Page:Revue des Deux Mondes - 1896 - tome 136.djvu/556

La bibliothèque libre.
Le texte de cette page a été corrigé et est conforme au fac-similé.

solitaire auxquels il lui faudrait renoncer absolument. Des devoirs plus sérieux que les tâches de choix, inutiles à demi, auxquelles jusque-là elle s’était consacrée, pèseraient sur elle ; il y aurait le train d’une grosse maison ; il y aurait du monde à recevoir ; il y aurait la mère exigeante et affaiblie de Joe à soigner ; d’autre part, avoir plus d’une servante serait contraire à toutes les traditions d’économie du village. Louisa possédait un petit alambic et s’amusait l’été à distiller des essences de roses et de menthe ; il lui faudrait renoncer à son alambic. Sa provision d’essences était déjà considérable, elle n’aurait plus le temps de distiller pour son seul plaisir ; la mère de Joe trouverait d’ailleurs que c’était une niaiserie ; elle avait exprimé déjà son opinion là-dessus. Louisa aimait à tirer dans la batiste de petits points perlés, non pas toujours pour l’utilité de la chose, mais parce qu’une couture bien faite lui donnait des sensations agréables ; assise devant sa fenêtre pendant les longues et tièdes après-midi à ouvrer un tissu délicat, elle était l’image même de la paix. Cette paix ne lui serait certes pas réservée dans l’avenir. La mère de Joe, matrone dominante et positive, Joe lui-même, avec son honnête rudesse masculine, riraient de toutes ces jolies, mais sottes manies de vieille fille. Louisa avait un enthousiasme d’artiste pour l’ordre et la propreté de sa demeure solitaire. Elle triomphait à la vue des vitres qu’elle avait polies jusqu’à les faire étinceler comme des joyaux. Elle s’enorgueillissait de ses tiroirs scrupuleusement rangés d’où s’exhalait un parfum de lavande. Pourrait-elle être sûre de conserver même cela ? Des visions, si brutales qu’elle les repoussait à demi comme immodestes, lui venaient, de vêtemens masculins jetés partout pêle-mêle, de poussière et de désordre causés par une présence mâle au travers de cette délicate harmonie.
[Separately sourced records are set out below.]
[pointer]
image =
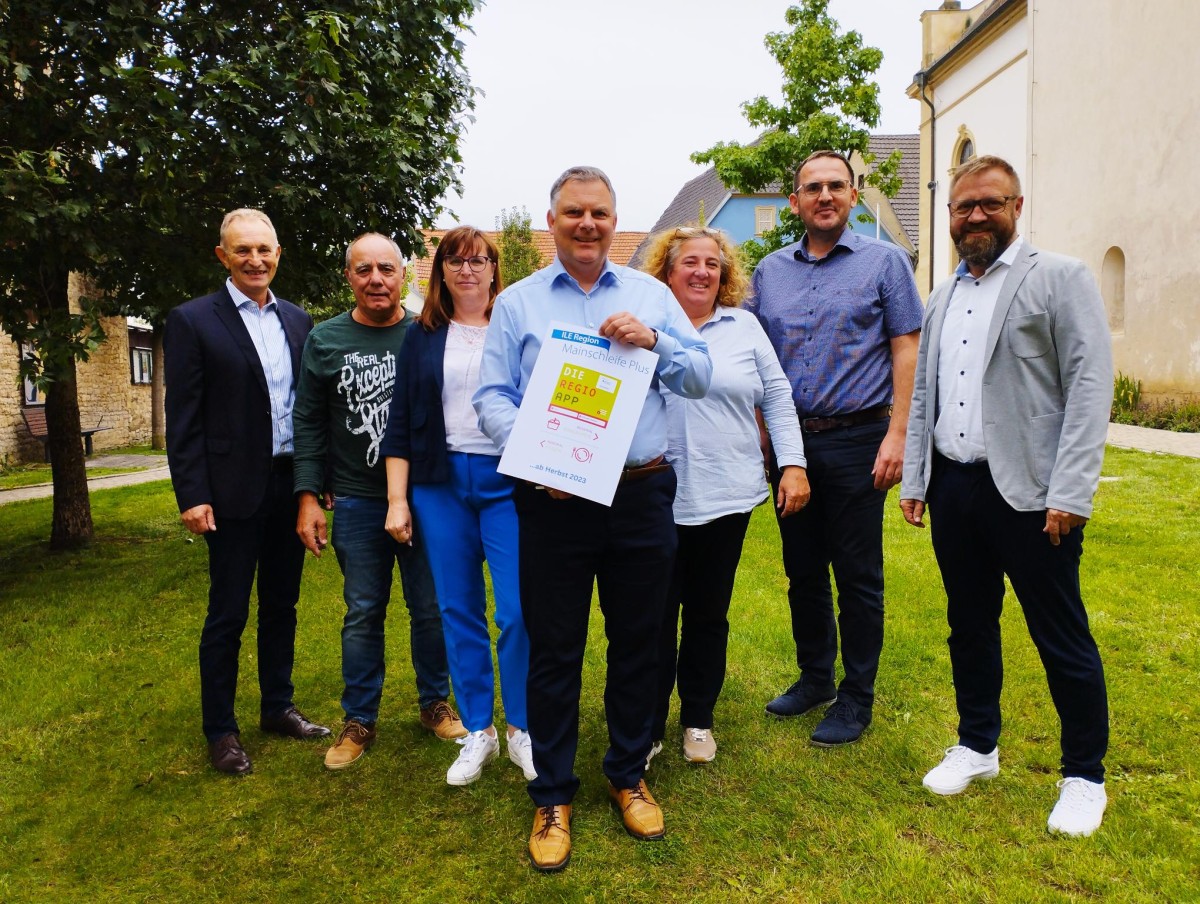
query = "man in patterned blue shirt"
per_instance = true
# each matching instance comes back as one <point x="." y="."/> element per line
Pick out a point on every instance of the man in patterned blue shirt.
<point x="844" y="316"/>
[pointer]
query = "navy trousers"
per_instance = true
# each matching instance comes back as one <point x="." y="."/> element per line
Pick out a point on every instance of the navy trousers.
<point x="627" y="550"/>
<point x="978" y="538"/>
<point x="841" y="527"/>
<point x="265" y="543"/>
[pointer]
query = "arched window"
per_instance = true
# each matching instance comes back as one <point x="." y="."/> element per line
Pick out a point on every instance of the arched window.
<point x="1113" y="288"/>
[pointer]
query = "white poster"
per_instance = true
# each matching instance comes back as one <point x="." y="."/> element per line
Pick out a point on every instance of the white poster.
<point x="579" y="413"/>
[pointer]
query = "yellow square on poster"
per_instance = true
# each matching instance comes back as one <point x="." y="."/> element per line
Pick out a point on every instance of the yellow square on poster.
<point x="585" y="394"/>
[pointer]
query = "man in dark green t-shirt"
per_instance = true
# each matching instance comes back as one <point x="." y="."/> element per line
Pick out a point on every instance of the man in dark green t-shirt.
<point x="347" y="379"/>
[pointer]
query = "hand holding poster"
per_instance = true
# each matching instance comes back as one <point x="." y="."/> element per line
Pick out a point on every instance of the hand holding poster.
<point x="579" y="413"/>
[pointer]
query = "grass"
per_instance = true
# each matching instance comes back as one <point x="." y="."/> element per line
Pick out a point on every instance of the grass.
<point x="105" y="789"/>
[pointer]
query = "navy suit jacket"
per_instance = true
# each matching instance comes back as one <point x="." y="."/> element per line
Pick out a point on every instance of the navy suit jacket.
<point x="417" y="424"/>
<point x="219" y="411"/>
Parmi les pressentimens qui l’agitaient, l’un des plus pénibles avait trait à César. César était un véritable ermite de chien. Il avait presque toujours vécu dans sa niche, loin de la société de ses semblables et de toutes les joies canines. Jamais, depuis sa première enfance, il n’avait fait le guet devant un terrier ni connu les délices d’un os dérobé à la cuisine. Et tout cela en punition d’un crime commis à l’âge le plus tendre. Nul ne savait quelles profondeurs de remords pouvaient exister chez ce vieux chien à l’air innocent en somme ; mais, repentant ou non, il était puni. Le pauvre César élevait rarement la voix pour aboyer ou pour grogner ; il était gras et somnolent ; des cercles jaunes, semblables à des lunettes, entouraient ses yeux éteints.